Idées reçues sur les bidonvilles en France (J.B Daubeuf, H.Marchal, T.Besozzi)

DAUBEUF Jean-Baptiste, MARCHAL Hervé, BESOZZI Thibaut, Idées reçues sur les bidonvilles en France, Paris, Le Cavalier Bleu, 2017, 126 p.

Cet ouvrage s’applique à dresser un panel descriptif des bidonvilles en France. En réinterrogeant les représentations sociales à l’égard de ces espaces de relégation, les auteurs parviennent à mettre à mal un certain nombre de prénotions, pourtant persistantes, qui participent à fausser l’appréciation de cette réalité urbaine. Aussi, ils nous donnent à voir une définition claire et scientifique du phénomène et de son caractère multidimensionnel.

En commençant par un état des lieux de la question des bidonvilles, l’ouvrage nous en offre une contextualisation et une historisation. C’est ainsi que l’on peut mettre en lumière l’ancienneté de la question des bidonvilles, pourtant projetée sur la scène publique comme un « problème » nouveau. Dès le XIXème siècle, les hygiénistes avaient déjà amorcé une politique de réhabilitation des infrastructures et logements urbains pour lutter contre l’insalubrité. Mais c’est surtout à partir des années 1950 que l’amplification de la visibilisation médiatique a participé à mettre le projecteur sur une réalité qui concernait, en 1965, plus de 75 000 personnes. C’est d’ailleurs à partir de cette époque que les instances politiques et humanitaires élaborent pour la première fois des procédures de lutte contre l’insalubrité s’accompagnant d’une volonté d’enrayer la propagation des bidonvilles et de détruire ceux existant. Le dernier bidonville fut ainsi démantelé à Nice en 1976. Mais l’on a assisté par la suite à un renouveau du phénomène, avec la réapparition de formes d’habitations précaires en France à partir des années 1990. D’un point de vue général, nous pouvons aussi établir une constance des bidonvilles : ils sont en effet l’incarnation d’une discrimination à la fois spatiale et sociale. Pour autant, ils ne sont pas toujours en marge de la ville. Certes, les bidonvilles s’établissent souvent à la périphérie des villes, et s’éloignent donc de leur centralité. Cependant, ils s’insèrent essentiellement dans les espaces urbains interstitiels inoccupés, ceux-ci pouvant se trouver à l’intérieur des frontières de la ville. Socialement parlant, le bidonville est l’incarnation de la différence dans la ressemblance. Il dérange, parce qu’il nous renvoie à notre propre humanité, tout en nous confrontant à un monde étranger (d’autant plus que 84% des habitants des bidonvilles en métropole sont des ressortissants étrangers), qui symbolise une peur commune de déclassement social. Pourtant, des liens peuvent se créer entre les membres de ces espaces relégués et les résidents à proximité. Ces échanges développent par là même des liens relationnels et créent des ponts interactionnels avec les citadins. Tous ces éléments apportent des nuances permettant de relativiser la marginalité spatiale et sociale des habitants des bidonvilles, sans toutefois la nier.

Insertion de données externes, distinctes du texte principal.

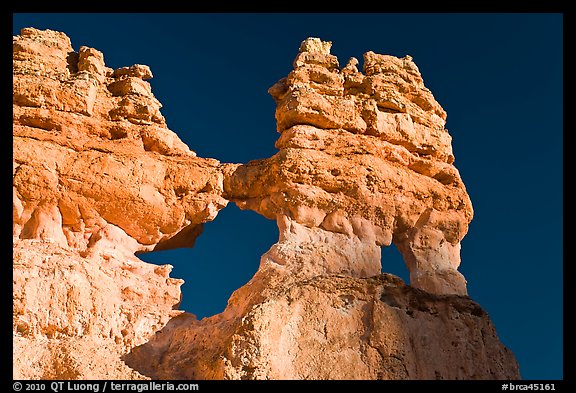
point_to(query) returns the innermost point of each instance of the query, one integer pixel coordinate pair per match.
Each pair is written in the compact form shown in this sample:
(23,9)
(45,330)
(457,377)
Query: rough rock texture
(97,176)
(365,156)
(364,161)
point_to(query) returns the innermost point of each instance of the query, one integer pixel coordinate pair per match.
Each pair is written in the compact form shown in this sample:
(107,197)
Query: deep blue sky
(499,77)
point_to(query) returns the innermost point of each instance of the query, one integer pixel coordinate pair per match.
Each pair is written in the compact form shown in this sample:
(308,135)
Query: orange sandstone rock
(364,161)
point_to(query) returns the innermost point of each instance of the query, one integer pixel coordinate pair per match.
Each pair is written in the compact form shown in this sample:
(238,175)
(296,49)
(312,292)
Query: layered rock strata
(364,161)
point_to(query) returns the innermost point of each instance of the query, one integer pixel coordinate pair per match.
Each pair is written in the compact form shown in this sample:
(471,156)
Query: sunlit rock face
(363,161)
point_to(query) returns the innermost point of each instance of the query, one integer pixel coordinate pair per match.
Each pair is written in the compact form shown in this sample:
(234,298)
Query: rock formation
(364,161)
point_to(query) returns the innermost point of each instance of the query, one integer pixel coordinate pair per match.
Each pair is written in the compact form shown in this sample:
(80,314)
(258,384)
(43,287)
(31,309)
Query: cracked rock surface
(363,162)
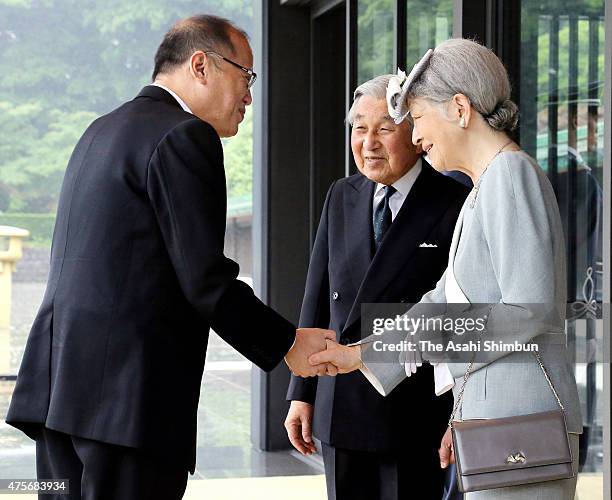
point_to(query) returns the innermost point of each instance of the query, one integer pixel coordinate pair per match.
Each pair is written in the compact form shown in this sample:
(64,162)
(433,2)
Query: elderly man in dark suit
(384,236)
(110,378)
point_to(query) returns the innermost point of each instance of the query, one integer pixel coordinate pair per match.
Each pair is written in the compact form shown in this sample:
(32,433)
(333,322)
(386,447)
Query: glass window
(428,23)
(374,39)
(562,105)
(62,64)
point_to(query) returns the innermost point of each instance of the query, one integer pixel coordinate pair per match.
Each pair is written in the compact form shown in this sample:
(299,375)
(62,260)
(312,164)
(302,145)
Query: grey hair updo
(461,66)
(376,88)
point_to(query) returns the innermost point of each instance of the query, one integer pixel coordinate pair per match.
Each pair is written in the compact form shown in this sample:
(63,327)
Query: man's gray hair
(375,88)
(461,66)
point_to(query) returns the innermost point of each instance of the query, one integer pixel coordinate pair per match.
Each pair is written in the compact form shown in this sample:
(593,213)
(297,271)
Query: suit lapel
(358,232)
(415,220)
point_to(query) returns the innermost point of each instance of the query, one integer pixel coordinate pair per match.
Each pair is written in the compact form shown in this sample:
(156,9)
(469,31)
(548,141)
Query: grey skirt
(564,489)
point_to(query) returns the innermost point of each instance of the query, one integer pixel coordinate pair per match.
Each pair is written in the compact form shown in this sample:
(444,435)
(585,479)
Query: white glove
(411,359)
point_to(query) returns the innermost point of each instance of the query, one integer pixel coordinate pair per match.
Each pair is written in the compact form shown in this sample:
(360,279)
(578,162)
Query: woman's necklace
(474,192)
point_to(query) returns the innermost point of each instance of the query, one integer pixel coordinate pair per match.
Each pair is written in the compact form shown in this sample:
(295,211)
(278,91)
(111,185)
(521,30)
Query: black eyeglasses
(251,74)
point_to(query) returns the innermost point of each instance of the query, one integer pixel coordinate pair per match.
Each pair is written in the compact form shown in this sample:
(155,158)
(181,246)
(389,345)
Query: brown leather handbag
(511,451)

Mais loin de se contenter d’une approche globale des bidonvilles en France, les auteurs s’attèlent à en apporter une définition locale. À l’aide d’enquêtes empiriques, ils dressent un descriptif analytique des populations bidonvillisées. Majoritairement issus de parcours migratoires et principalement assimilés à la communauté des Roms, ces individus sont pris dans des questionnements associés à ceux de toute population étrangère en France. C’est pourquoi la question de ces habitations de fortune renvoie à la durabilité de la situation de leurs résidents : sont-ils amenés à s’installer ou à circuler ? Les instances politiques en France abordent le plus souvent l’immigration comme provisoire et transitoire. L’utilisation de termes tels que « campement » pour désigner ces logements atteste d’une volonté étatique d’empêcher ces lieux de vie de se pérenniser, occultant par là même les multiples réalités sociales et relationnelles de ces individus. Aussi, les problèmes liés aux bidonvilles tendent à être évalués sous le seul prisme culturel, désignant ces populations comme inassimilables au model français. On assiste de fait à une construction représentationnelle marquant une prétendue prédisposition culturelle des Roms à vivre en bidonville, ce qui conduit à occulter les processus de discrimination et les inégalités sociales. De plus, cela participe à présenter les habitants des bidonvilles comme relevant d’une culture homogène, ce que la réalité sociale vécue réfute.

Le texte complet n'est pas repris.